Banu Alkan, Gürbüz Hanif'i şu sözlerle tanımlamıştır: "Türkiye'deki gerçekten önemli şahsiyetlerden biriydi. Boğaziçi Üniversitesi'nden sonra Amerika'da yüksek tahsil gördükten sonra yurda dönüş yapmış. Türkiye'de çok önemli bir sanayici, çok önemli bir iş adamı. Ve ben kendisini 17 yaşında tanıdıktan sonra dünyada sanki bir kuş misali oldum. Dünyanın her bir noktasına uçmaya başladım. O arada filmler çekiyordum. Hayata çok hızlı girmiştim ve çok mutluydum."

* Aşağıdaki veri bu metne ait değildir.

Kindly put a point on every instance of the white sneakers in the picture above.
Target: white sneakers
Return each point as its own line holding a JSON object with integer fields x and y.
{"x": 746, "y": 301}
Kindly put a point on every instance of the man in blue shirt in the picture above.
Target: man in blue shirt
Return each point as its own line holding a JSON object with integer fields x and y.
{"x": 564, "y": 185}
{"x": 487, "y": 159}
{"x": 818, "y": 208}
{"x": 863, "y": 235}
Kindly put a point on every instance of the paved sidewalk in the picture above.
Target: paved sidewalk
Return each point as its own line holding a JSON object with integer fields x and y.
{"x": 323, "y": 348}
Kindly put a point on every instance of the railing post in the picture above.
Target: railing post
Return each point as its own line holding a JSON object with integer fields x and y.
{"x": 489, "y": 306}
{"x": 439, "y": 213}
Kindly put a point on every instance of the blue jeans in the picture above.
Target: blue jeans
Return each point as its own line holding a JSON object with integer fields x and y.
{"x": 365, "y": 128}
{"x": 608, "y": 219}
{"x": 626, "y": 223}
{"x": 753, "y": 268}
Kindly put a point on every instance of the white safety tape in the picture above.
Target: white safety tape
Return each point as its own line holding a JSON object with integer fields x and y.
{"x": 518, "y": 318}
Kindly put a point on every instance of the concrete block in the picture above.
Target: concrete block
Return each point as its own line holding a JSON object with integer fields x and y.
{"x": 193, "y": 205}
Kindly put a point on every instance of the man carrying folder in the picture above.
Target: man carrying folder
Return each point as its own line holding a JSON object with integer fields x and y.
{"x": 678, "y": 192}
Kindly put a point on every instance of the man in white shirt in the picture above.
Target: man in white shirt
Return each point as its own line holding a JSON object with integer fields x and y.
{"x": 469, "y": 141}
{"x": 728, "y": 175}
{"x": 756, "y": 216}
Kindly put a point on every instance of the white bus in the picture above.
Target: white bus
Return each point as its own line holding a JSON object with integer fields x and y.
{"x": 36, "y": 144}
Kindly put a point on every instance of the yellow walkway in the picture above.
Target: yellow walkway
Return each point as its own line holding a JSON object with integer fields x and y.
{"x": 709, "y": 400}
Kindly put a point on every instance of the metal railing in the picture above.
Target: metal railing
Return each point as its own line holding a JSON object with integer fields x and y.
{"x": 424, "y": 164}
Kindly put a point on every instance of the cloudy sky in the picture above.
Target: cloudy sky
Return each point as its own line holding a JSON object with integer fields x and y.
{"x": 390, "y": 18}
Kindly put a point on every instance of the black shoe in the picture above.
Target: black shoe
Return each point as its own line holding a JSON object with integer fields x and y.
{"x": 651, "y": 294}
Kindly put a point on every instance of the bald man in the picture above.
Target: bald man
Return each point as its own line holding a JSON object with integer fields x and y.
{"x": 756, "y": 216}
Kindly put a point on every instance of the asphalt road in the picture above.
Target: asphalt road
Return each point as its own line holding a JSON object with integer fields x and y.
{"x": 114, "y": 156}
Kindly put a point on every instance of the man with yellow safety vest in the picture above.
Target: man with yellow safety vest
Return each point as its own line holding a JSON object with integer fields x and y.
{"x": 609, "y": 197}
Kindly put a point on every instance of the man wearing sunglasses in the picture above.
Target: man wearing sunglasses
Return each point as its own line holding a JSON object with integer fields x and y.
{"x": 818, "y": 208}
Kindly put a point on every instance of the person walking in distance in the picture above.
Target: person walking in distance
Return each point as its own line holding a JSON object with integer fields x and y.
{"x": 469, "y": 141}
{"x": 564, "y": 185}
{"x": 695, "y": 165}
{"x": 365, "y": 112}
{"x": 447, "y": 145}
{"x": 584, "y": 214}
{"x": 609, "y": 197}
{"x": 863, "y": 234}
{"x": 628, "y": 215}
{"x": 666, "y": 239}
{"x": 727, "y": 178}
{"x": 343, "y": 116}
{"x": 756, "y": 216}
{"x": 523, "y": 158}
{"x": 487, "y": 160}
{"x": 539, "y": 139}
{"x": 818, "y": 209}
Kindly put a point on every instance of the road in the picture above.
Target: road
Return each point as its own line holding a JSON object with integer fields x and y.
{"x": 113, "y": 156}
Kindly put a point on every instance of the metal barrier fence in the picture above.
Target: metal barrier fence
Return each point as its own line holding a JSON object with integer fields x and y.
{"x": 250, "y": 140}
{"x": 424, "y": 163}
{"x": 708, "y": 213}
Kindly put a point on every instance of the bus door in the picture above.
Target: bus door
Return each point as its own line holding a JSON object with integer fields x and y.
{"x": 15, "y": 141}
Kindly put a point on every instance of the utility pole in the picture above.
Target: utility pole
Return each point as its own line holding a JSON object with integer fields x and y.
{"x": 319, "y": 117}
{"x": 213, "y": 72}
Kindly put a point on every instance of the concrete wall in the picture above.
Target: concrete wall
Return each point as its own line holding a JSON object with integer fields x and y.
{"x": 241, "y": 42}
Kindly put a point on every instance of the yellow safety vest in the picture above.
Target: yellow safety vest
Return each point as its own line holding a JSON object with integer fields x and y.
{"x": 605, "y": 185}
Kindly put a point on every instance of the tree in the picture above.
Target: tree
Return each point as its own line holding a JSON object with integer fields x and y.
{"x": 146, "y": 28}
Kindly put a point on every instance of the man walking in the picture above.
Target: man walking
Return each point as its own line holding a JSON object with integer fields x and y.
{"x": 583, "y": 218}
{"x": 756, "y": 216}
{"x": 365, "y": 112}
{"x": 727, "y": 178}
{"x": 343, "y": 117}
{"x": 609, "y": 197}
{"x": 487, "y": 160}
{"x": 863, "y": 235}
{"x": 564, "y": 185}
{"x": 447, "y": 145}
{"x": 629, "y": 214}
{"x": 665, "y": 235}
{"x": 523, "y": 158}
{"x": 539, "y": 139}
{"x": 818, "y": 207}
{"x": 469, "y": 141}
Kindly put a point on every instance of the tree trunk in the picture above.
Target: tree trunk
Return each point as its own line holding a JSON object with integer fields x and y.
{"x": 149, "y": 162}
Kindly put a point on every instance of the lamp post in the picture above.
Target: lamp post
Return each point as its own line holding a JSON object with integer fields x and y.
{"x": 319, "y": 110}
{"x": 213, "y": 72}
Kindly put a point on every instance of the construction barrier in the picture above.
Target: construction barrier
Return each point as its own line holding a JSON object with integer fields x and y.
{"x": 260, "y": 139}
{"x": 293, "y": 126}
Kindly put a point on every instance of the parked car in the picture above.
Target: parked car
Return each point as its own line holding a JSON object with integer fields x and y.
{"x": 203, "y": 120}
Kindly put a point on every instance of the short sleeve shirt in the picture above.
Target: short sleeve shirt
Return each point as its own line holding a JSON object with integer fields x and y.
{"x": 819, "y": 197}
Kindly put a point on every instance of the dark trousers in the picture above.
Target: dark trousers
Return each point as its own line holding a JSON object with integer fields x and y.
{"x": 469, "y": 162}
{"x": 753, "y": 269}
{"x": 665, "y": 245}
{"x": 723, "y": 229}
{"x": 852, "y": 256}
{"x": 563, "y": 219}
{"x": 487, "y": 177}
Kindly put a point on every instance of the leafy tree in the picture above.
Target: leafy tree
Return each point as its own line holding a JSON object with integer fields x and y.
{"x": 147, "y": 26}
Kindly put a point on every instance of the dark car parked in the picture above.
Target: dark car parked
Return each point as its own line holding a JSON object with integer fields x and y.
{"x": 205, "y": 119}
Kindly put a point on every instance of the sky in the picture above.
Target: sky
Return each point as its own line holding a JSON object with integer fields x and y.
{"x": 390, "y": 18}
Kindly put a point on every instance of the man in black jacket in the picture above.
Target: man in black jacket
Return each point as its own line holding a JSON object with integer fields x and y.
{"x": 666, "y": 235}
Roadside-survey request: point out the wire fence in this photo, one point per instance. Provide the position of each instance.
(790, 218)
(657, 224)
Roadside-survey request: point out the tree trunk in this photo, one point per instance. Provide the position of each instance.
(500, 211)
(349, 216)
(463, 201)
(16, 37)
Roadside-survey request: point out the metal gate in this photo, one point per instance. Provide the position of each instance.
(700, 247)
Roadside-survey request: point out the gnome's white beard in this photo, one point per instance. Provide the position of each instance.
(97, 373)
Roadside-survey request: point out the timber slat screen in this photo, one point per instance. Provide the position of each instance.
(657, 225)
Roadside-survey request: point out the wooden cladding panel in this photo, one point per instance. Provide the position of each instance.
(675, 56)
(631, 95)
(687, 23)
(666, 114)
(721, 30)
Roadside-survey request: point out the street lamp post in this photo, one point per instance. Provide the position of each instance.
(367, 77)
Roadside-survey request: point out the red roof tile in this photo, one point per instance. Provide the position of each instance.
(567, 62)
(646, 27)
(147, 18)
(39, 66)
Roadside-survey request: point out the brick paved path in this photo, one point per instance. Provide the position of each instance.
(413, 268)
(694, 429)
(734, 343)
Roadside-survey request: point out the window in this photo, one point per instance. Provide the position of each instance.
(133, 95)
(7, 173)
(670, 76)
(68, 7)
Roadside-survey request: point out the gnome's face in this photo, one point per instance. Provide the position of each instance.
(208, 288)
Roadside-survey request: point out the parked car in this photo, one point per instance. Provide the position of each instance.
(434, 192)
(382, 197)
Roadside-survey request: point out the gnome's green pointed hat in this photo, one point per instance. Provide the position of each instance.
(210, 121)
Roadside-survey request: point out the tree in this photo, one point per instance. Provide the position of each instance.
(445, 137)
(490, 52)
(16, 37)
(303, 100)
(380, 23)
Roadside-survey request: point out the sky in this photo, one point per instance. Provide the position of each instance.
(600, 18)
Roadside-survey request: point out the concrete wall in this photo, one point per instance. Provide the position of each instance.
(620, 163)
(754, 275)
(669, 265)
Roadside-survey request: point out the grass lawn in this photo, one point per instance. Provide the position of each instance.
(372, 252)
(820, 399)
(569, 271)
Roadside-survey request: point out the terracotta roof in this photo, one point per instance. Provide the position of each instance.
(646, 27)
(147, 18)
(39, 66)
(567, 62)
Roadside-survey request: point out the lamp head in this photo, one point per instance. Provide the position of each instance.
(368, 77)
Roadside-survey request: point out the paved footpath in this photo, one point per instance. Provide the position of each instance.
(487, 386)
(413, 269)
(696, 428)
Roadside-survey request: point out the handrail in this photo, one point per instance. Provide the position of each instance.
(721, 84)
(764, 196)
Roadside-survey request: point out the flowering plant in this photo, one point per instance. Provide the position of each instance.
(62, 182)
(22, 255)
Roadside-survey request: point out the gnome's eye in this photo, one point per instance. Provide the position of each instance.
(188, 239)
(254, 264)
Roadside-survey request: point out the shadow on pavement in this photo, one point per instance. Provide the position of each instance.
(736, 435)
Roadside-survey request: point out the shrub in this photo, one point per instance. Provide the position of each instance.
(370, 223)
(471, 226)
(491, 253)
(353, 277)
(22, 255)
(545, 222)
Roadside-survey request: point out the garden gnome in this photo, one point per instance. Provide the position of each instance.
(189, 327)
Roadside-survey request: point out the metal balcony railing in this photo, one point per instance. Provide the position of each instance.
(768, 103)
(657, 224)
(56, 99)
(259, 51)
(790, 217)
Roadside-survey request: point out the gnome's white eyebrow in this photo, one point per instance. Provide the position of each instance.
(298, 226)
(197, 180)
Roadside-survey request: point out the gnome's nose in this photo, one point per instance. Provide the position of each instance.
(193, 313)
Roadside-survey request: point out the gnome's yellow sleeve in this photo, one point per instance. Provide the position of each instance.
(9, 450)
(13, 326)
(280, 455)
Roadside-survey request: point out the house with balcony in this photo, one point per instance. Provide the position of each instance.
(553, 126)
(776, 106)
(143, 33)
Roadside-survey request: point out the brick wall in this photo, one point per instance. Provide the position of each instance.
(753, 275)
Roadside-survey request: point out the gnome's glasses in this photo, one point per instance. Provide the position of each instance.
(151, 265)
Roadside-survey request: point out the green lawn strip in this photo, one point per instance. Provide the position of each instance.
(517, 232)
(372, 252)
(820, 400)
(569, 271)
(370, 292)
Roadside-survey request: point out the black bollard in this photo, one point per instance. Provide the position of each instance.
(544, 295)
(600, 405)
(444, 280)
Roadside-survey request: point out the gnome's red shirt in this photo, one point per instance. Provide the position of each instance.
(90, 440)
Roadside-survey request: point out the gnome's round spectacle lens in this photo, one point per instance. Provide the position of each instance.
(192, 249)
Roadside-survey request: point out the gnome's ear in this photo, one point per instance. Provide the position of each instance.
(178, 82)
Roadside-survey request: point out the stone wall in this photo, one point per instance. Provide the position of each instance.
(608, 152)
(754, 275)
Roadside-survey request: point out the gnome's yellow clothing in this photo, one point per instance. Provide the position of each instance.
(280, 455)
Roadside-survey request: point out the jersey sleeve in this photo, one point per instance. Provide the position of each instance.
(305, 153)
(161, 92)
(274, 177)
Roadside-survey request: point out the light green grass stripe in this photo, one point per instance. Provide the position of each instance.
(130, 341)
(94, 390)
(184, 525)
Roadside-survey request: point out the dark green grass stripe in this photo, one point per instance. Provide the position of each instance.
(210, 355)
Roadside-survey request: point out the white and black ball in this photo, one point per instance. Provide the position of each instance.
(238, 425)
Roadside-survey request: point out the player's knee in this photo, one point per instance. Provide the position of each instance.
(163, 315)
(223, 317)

Gürbüz Hanif, Banu Alkan ile olan 20 yıllık birlikteliğinin ardından kanser hastalığına yakalanarak vefat etmiştir. Babası ile yaş arasında sadece 2 yaş fark olmasına rağmen, Banu Alkan, Hanif ile olan ilişkisini sürdürmüş ve onun yanında kalmaya devam etmiştir. Gürbüz Hanif'in yaşamı, Banu Alkan'ın hayatında önemli bir yer tutmuş ve hikayesi merak edilmektedir.
Banu Alkan'ın anlatımına göre, Gürbüz Hanif, aristokrat, zeki, kültürlü ve şık bir kişiliğe sahipti. Alkan, Hanif'in kendisine her şeyi veren, hayatı ve dünyayı önüne seren güçlü bir beyin olduğunu vurgular. Hanif'in serveti sayesinde dünya çapında seyahatler yapan Banu Alkan, onun yönlendirmesiyle lady okuluna gitmiş ve burada aldığı eğitimle sosyete hayatında önemli bir yer edinmiştir.